Try Function Based Logic: 0ms

 

static void Main(string[] args)
{
    using (new QuickTimer("Exception Based Logic"))
    {
         for (int i = 0; i < 10; i++)
         {
             try
             {
                 int j = Int32.Parse("a");
             } catch (Exception ex)
             {
                 Console.WriteLine("Error");
             }
         }
    }

    using (new QuickTimer("Try Function Based Logic"))
    {
         for (int i = 0; i < 10; i++)
         {
              int j = 0;
              if (!Int32.TryParse("a",out j))
              {
                  Console.WriteLine("Error");
              }
         }
      }
}
Comments (3)
  1. Jeff says:

    instead of what you have above, what about

    try

    {

      int j = Int32.Parse("a");

    }

    catch

    {

      Console.WriteLine("Error");

    }

    without passing the exception, is that as expensive?

  2. MSDN Archive says:

    I don’t see any speed difference whether I pass the exception or not.  I would think since I don’t use the exception the compiler just optimizes it out.  

  3. Timothy Fries says:

    I’d doubt the compiler performs that sort of optimization, especially in this case, where the code that’s creating and throwing the exception exists in a library that’s already been compiled to MSIL.  In this scenario, the only possible player that could optimize anything would be the JIT, and the JIT has no way of knowing whether every call the program will make to the method will result in the exception object being ignored, since the JIT doesn’t have an overall picture of the program, only what needs to be compiled right now, and some information about what’s been compiled in the past.

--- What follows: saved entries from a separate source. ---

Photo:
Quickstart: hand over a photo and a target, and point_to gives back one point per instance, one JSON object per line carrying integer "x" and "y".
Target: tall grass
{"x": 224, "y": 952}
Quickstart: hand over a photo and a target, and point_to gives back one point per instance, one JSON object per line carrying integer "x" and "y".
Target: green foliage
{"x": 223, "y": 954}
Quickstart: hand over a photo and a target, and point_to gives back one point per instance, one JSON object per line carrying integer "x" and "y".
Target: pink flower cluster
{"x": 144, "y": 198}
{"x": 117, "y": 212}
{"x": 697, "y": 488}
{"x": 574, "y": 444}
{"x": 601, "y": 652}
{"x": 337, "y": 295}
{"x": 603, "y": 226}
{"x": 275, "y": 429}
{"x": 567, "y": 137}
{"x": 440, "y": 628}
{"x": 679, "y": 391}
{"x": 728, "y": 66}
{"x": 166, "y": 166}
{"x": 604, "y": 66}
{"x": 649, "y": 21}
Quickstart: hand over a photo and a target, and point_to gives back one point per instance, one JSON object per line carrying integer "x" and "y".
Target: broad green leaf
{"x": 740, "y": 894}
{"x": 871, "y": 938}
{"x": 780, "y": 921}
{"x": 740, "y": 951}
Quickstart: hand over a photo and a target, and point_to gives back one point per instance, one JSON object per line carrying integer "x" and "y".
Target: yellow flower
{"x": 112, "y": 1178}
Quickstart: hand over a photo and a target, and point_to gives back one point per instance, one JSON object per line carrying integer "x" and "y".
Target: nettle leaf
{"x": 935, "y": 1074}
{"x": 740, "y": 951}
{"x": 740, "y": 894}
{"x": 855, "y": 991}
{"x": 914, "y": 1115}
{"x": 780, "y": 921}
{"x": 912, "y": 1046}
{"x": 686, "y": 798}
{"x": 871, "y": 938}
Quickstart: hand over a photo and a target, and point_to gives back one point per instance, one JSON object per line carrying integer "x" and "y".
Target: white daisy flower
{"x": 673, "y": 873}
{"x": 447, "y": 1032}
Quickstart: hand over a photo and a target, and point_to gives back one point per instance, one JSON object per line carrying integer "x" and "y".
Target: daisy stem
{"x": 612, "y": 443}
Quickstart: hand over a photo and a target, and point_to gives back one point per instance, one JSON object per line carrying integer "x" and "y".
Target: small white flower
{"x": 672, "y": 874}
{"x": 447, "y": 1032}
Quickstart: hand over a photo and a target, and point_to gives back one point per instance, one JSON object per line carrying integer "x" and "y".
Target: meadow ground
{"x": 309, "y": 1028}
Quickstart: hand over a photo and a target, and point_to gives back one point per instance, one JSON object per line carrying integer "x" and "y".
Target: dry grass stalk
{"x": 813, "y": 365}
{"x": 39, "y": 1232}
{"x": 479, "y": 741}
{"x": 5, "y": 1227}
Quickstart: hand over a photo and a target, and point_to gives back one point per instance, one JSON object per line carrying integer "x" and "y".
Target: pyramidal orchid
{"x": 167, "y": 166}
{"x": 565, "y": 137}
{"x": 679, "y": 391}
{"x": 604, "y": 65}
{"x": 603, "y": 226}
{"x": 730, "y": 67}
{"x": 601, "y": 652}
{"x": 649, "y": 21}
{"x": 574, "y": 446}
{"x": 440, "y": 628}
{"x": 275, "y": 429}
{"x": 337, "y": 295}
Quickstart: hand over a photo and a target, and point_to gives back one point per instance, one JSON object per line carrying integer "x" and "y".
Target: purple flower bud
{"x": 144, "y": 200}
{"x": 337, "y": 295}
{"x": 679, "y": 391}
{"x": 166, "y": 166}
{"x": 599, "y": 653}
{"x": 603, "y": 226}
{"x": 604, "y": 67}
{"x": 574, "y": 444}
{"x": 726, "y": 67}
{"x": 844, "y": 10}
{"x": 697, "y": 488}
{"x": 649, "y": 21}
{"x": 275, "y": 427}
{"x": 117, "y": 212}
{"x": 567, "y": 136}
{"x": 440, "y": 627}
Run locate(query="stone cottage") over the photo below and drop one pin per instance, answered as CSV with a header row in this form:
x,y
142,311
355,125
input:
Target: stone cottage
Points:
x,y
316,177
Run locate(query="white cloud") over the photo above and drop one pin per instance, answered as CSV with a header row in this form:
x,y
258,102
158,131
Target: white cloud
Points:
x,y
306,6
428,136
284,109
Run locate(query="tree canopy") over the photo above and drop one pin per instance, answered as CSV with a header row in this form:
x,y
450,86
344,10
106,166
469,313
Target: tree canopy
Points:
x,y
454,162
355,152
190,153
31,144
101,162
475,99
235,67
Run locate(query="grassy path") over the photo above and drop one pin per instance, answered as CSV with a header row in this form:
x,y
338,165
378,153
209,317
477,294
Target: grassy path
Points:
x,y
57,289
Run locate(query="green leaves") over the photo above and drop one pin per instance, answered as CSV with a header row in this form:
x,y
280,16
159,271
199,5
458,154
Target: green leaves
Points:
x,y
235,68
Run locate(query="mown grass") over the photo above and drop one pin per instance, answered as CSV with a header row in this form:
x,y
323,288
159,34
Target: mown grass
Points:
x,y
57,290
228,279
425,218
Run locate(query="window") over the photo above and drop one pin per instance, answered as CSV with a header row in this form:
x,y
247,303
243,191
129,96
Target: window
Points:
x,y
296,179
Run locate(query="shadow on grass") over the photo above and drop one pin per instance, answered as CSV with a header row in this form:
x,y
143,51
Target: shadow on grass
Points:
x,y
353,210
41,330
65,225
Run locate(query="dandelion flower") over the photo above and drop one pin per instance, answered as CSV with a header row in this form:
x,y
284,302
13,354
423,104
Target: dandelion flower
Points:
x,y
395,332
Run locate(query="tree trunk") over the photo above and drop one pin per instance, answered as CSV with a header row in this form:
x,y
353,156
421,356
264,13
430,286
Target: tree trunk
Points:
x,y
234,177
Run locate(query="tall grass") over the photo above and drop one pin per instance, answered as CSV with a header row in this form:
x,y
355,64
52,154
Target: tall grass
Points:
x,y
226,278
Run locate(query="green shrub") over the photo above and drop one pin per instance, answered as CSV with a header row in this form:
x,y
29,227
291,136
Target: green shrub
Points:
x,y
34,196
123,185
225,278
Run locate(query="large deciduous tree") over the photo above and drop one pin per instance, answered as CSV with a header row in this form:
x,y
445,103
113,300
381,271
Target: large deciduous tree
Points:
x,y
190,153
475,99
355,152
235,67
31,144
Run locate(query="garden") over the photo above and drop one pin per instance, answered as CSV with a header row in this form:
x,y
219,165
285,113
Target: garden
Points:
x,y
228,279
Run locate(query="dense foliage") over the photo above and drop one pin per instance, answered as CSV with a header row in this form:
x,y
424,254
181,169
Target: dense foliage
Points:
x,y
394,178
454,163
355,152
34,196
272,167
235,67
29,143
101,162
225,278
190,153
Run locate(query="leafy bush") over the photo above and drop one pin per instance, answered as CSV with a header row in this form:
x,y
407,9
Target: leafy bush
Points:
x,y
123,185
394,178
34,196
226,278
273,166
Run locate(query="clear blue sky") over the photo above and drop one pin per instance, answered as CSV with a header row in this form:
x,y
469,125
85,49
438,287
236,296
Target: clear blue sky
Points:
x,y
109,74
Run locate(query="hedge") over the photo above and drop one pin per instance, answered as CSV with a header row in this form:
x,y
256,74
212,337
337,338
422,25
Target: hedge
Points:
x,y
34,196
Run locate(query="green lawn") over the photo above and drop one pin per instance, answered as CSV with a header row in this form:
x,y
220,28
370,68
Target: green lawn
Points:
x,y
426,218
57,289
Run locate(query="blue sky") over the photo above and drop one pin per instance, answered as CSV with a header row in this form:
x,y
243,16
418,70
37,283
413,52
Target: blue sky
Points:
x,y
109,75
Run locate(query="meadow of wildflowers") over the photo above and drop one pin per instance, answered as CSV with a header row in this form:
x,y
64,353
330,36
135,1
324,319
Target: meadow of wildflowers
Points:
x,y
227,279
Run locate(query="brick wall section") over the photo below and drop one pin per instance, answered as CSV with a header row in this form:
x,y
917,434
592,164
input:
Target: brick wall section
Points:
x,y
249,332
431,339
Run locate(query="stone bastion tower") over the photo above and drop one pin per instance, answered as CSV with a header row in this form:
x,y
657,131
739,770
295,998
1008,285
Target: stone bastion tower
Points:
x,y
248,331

    Plus there’s the what-ifs — What if the construction of the exception object has side effects? Optimizing the exception away would change the meaning of the code.  What if someone uses reflection or a delegate to call a method that was ‘optimized’ because it was only statically used in places where the object was ignored, but in the dynamic call case, they actually want the exception object?  The code’s contract was again broken by the optimization, but from the other side this time.

    And that’s not even addressing the real possibility (not that I’ve measured it) that a good portion of the performance issues with Exceptions involves unwinding the stack, which is something that would need to be done, even in the case where the exception object itself (and the expensive actions it entails, like building the stack trace) could be optimized away.